Our second hypothesis H2 was also partially confirmed. Indeed, we found that trust ratings were significantly lower after blocks in which the robot was not providing any feedback at all. Interestingly, this effect was driven by the group exposed to the robot-like behavior. This condition was in fact the only one with ratings significantly lower than neutral, indicating distrust rather than a merely lower level of trust. These results suggest that humans may not trust robots that behave in a machine-like manner and provide no social feedback. On the other hand, endowing robots with more human-like movements or richer socio-affective behaviors (e.g. including social feedback) could be equally effective in increasing humans’ trust in them. This could even be the case regardless of the valence of the social signals, since we found no difference between positive and negative feedback. However, it is worth noting that in our experiment, negative feedback could be perceived to be not so much directed toward the participant, but rather as expressing disappointment about the outcome. A decrease in trust could be observed as a result of negative reactions in which the robot would more directly blame the human for a failure .

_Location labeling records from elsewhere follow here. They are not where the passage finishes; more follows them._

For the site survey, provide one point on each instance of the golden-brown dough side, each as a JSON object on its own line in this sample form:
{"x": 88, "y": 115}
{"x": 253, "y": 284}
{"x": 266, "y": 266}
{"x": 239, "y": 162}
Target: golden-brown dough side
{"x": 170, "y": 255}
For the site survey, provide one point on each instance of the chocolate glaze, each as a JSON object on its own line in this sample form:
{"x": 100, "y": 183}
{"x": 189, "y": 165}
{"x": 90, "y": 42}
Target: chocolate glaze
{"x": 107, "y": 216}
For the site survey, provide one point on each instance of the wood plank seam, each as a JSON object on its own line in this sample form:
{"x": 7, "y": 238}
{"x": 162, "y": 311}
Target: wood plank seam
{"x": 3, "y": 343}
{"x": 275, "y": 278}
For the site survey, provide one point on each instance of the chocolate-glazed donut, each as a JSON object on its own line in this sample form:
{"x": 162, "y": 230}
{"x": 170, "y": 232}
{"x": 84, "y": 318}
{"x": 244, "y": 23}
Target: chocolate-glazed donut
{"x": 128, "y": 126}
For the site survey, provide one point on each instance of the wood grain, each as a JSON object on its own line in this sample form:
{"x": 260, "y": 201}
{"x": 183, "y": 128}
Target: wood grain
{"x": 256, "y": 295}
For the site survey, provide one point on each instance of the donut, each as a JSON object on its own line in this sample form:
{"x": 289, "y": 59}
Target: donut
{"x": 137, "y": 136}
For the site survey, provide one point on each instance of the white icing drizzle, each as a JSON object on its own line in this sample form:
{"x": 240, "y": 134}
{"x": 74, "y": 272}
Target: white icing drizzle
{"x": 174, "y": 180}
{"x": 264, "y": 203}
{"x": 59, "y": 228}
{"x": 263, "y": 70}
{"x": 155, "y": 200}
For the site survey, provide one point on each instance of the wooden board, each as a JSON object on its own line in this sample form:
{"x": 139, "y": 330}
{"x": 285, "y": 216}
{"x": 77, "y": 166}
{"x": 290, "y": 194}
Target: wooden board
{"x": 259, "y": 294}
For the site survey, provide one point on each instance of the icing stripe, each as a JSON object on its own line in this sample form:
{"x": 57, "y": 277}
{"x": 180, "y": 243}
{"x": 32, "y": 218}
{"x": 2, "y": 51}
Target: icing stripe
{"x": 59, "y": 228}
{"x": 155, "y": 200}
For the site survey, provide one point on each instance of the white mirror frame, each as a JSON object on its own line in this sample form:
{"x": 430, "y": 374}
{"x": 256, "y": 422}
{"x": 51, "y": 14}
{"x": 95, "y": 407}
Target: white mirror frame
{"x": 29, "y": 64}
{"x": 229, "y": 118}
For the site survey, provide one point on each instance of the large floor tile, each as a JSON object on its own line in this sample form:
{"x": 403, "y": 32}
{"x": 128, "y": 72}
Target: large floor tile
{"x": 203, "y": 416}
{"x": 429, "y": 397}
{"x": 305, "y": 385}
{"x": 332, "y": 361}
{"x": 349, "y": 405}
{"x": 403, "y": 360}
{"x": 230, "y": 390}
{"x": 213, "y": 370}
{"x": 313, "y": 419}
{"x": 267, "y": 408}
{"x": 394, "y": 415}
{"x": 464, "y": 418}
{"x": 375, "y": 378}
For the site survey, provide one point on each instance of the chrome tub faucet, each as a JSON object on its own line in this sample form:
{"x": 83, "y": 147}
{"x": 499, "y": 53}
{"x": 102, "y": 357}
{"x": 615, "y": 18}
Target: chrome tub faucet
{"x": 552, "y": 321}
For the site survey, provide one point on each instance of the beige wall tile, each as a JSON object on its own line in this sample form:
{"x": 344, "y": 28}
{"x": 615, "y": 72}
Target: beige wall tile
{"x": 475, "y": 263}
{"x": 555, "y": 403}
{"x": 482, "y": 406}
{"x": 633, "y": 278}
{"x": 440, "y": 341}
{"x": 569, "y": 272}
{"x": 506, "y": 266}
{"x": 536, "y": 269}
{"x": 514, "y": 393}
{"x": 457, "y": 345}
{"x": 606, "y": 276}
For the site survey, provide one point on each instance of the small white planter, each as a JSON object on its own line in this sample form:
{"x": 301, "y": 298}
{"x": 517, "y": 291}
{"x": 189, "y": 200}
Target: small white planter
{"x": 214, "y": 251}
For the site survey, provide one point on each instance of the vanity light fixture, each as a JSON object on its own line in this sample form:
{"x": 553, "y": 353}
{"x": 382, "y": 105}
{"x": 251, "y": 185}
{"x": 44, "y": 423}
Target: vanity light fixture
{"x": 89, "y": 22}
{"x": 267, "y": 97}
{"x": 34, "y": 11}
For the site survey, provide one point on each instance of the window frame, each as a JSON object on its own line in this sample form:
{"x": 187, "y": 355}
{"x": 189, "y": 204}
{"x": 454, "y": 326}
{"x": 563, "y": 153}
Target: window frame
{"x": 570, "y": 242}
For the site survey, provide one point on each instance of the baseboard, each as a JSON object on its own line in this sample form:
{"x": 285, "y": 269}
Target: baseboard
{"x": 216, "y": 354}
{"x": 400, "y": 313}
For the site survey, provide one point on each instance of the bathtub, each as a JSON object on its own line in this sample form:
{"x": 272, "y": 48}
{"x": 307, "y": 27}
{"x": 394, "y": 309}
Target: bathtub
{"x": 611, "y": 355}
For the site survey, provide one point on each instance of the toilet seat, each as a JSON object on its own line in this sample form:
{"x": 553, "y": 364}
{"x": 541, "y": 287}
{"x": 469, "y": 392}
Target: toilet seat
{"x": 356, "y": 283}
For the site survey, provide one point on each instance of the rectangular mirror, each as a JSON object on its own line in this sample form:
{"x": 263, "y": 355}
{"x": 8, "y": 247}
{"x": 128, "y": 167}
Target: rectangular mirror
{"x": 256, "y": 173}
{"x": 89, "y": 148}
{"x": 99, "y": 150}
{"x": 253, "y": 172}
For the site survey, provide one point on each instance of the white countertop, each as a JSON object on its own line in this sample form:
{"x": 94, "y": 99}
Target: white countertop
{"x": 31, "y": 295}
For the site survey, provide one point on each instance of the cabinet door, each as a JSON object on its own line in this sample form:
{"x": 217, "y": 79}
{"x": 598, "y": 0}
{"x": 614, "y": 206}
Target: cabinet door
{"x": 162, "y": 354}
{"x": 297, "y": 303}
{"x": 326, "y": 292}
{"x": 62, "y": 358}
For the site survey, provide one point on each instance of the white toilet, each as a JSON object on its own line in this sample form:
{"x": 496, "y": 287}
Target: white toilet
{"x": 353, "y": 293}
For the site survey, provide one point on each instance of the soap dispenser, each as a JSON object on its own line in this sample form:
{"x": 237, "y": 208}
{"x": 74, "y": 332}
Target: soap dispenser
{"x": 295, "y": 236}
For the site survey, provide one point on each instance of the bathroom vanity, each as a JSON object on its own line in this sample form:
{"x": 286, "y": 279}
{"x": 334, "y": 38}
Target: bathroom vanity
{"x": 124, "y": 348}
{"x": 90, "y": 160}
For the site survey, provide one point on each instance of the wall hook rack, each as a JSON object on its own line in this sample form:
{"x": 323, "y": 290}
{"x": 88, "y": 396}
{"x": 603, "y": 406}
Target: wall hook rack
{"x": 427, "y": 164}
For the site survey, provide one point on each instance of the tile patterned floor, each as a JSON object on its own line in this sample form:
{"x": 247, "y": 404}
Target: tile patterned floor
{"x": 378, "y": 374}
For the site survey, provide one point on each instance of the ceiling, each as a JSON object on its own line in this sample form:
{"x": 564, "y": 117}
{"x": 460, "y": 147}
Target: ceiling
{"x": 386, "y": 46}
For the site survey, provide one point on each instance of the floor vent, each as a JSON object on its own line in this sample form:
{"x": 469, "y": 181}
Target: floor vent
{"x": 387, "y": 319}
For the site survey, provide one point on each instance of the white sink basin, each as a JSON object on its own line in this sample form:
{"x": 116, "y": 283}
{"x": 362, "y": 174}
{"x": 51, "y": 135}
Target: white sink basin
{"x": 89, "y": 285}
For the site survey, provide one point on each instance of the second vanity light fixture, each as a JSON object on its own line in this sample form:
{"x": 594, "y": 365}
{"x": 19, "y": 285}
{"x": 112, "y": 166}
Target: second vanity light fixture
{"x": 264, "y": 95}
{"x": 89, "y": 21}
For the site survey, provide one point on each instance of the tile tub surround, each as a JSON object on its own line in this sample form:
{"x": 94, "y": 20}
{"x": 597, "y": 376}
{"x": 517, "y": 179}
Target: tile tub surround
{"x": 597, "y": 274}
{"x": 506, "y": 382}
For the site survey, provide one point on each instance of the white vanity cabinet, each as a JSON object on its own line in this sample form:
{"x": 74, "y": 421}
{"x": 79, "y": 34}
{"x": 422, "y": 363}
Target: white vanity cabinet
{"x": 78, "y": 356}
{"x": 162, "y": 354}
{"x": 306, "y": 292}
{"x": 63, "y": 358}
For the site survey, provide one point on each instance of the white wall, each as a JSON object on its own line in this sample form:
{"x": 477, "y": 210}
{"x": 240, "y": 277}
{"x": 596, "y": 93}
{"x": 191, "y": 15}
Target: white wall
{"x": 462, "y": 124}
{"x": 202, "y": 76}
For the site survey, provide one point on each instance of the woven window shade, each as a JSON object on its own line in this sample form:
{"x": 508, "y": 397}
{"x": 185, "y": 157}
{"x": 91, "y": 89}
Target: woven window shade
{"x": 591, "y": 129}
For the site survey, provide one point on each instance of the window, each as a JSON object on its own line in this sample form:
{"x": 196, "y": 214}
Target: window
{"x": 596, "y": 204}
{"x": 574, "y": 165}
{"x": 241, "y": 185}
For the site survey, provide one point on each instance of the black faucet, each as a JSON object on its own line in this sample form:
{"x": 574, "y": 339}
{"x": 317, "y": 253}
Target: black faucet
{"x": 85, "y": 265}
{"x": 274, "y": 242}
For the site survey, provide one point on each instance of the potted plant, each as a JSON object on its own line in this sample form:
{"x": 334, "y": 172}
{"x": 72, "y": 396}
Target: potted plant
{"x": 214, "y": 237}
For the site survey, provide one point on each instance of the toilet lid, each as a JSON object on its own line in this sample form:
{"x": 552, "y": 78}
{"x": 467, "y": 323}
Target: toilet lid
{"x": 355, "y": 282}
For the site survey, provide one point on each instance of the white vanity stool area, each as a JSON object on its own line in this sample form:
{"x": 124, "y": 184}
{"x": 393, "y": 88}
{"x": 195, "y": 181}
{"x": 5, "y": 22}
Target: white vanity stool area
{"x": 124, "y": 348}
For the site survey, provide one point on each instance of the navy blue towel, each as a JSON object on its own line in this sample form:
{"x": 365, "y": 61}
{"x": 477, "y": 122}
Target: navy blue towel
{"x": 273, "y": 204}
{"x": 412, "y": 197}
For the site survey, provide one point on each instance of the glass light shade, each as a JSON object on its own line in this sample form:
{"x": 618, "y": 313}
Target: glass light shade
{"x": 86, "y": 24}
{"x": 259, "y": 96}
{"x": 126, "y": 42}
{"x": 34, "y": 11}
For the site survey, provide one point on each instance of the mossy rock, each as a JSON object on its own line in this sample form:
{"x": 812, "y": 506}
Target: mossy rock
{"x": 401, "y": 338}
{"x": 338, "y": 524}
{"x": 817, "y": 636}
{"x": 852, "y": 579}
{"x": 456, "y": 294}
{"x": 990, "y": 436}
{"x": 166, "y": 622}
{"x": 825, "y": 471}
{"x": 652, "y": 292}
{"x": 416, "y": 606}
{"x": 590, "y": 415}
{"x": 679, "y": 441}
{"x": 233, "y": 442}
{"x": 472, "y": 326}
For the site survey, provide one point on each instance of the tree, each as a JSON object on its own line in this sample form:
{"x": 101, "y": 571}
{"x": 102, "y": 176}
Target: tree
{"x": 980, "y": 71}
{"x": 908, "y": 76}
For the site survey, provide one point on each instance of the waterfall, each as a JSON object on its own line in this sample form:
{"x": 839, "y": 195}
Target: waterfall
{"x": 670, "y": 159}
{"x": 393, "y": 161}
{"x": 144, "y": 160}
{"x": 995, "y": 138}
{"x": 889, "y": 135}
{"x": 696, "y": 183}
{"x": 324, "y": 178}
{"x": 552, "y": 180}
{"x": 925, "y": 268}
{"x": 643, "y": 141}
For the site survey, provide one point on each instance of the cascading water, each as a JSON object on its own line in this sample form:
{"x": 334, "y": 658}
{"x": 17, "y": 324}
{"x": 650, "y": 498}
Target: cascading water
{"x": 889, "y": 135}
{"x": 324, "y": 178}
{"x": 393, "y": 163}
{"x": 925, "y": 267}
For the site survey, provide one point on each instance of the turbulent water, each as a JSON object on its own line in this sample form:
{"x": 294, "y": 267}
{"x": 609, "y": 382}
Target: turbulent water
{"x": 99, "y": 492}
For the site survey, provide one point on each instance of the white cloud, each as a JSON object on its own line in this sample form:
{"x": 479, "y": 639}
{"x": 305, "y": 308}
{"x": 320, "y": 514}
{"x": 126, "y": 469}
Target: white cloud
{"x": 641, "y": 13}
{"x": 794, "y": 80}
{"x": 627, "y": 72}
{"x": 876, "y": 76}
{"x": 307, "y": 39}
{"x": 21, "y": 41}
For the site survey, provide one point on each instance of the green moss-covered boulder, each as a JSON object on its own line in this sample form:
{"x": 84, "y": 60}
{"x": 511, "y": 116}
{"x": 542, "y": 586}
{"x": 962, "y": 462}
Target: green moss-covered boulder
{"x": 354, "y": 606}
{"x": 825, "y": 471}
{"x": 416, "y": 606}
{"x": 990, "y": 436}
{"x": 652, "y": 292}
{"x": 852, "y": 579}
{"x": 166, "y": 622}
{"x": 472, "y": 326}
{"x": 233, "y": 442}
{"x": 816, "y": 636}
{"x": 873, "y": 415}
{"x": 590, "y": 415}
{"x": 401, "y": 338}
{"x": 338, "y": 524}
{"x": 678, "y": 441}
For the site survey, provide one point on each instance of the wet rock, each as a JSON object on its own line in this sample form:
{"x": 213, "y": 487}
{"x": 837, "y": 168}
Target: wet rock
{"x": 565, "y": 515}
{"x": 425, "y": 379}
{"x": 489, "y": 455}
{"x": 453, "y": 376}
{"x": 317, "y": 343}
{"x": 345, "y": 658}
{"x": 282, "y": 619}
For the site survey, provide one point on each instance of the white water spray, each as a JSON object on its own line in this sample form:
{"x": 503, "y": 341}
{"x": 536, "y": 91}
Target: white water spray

Regarding the effect of the human-likeness of the robot’s behavior on trust ratings, we observed lower trust ratings in the robot-like condition driven by the no-social-feedback blocks. In contrast, trust ratings in the human-like condition were equally high for all types of feedback. This partially confirms our third hypothesis H3. However, the MDMT questionnaire revealed no difference between the human-like and the robot-like group. Further investigation is needed to disentangle the possible influence of motion human-likeness on subjective trust toward robots. In terms of performance, while human-likeness did not affect accuracy, it did modulate response times. Indeed, participants were slower in the human-like group. This effect appears to be separate from the one more linked to our hypotheses where feedback improves performance thereby leading to faster responses (see paragraph 1 of the Discussion). Here, rather than being related to the type of feedback, the observed effect seems to result from the overall quality of the behavior exhibited by the robot. We could speculate that the human-like condition elicited additional cognitive processes, related to social cognition for example (e.g. reasoning about the robot’s intentions and actions). Anecdotally, during informal discussions that followed the experiment, some participants reported that they were trying to infer the ball’s position from the robot’s gaze during the cups shuffling. It could be that participants were more likely to adopt a strategy relying on information from the robot when it behaved in a human-like manner – even though its behavior was in fact non-informative. Alternatively, it could be that its behavior was simply more distracting in the human-like condition. Future studies should further examine the possible causes of the delayed responses when robot behavior looks more human.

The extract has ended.